Wednesday, February 9, 2011

Bloodletting at Dawn

Morning arrives and the dawn hits you on the head like a thunderbolt. Your calloused heart feels like it is about to explode. Palpitations ebb and flow in spite of the unearthly pain that subsists. The generic feeling of helplessness refuses to lift itself from the cables in your chest. It feels as though an aneurysm is coming on slowly, one that cooks and cooks until that final gasp where the strings will eventually break. Then you are left out in the open wondering if this predicament is truly real. You look out the single pane windows into the backyard and see pieces of yourself scattered everywhere like last year’s sawdust. They are only ashes, you remind your conscience, but they deny any attempt to be blown away into the ether.

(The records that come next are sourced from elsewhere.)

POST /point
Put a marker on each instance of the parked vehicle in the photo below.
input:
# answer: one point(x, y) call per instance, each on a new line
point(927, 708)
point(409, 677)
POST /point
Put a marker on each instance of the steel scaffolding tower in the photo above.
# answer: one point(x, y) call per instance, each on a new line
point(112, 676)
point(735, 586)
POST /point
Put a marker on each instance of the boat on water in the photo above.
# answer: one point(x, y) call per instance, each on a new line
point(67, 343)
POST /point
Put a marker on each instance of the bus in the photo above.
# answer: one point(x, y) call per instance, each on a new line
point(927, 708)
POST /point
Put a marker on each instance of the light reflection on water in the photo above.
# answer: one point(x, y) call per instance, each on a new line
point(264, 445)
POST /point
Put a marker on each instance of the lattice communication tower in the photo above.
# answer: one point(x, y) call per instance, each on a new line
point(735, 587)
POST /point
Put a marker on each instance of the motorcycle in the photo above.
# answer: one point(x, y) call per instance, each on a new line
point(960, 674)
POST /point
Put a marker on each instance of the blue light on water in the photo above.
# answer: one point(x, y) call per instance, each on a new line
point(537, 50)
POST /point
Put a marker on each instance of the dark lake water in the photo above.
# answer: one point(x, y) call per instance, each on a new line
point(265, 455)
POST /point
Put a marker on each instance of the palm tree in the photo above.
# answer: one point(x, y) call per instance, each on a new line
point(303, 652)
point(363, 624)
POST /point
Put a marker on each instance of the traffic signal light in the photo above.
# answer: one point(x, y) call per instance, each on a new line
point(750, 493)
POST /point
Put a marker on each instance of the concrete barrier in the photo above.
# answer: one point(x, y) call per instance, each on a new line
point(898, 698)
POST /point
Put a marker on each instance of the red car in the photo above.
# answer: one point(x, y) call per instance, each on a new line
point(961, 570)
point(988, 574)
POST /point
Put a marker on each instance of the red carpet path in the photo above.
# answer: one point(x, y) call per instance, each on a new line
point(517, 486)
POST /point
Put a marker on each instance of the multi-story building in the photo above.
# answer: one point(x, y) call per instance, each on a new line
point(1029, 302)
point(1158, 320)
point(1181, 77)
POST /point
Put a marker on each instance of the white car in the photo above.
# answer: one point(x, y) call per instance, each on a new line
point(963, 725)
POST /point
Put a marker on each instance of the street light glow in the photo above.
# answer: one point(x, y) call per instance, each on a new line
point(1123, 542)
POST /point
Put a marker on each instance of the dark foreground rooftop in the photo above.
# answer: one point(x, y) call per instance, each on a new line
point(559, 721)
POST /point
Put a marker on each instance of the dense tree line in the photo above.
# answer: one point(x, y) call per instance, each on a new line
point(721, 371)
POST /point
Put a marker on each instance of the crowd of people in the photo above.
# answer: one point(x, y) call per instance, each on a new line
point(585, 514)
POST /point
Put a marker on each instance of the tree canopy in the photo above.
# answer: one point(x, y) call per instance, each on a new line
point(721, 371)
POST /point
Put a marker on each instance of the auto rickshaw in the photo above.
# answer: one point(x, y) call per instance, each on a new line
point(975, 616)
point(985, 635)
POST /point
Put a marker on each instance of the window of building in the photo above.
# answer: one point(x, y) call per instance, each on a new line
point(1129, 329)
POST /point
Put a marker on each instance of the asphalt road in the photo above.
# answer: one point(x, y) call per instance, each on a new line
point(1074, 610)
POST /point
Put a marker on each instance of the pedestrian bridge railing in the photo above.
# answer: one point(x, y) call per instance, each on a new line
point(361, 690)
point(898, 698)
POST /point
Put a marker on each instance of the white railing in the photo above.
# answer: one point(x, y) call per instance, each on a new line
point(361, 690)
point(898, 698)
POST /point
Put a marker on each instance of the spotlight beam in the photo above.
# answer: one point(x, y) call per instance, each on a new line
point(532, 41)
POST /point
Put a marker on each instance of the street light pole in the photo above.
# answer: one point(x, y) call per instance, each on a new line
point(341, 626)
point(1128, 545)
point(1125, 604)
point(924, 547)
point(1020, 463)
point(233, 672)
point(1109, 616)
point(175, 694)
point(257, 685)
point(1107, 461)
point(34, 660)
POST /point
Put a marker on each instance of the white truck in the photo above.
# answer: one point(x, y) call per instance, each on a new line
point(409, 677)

And then you wonder, are you decent or are you a monster. It’s pretty difficult to tell these days. Does it take two people to sever a relationship? Certainly, it must. The searing sun breaks through the clouds as children’s voices siren their way through the glass. The distance is rather far, but it’s an engine in the eardrum, just like the distance between rabid animals. You think about honor and all the idealism that peers go on about. Loyalty is still there inside of the rat’s nest. Love is still brimming from inside of the rat’s cage. There’s a razor stuck in the back of your throat. You want to tear it away from where it taunts you on its perch. Some days you win. Others you get destroyed. Sometimes the past is far and sometimes the future is close. You’re not deaf or dead yet. At least you can still hear all of the laughter that is slowly killing you. You still have taste, a taste for wine and slow, morose music. But the pain is immense. It is some form of torture to face the implosion of severance. Hushed footsteps enter the house in unannounced interviews. More ragged clothes and keepsakes disappear from their locations. Is it an exorcism or apparition’s angry burglary? Music overwhelms the mind in gigantic rushes of energy and then it all goes still like a sudden eerie exit. The darkness creeps in again as if it never disappeared. And it’s larger than anything else. It’s a great wall that is utterly unscalable. There is ice in the turgid air and it takes the shape of your thimble life and snuffs out any remaining gratification. You want to smash what remains into a thousand fragments. The world and every word between us has been broken anyway. Wouldn’t it be wonderful to watch it all return to the earth?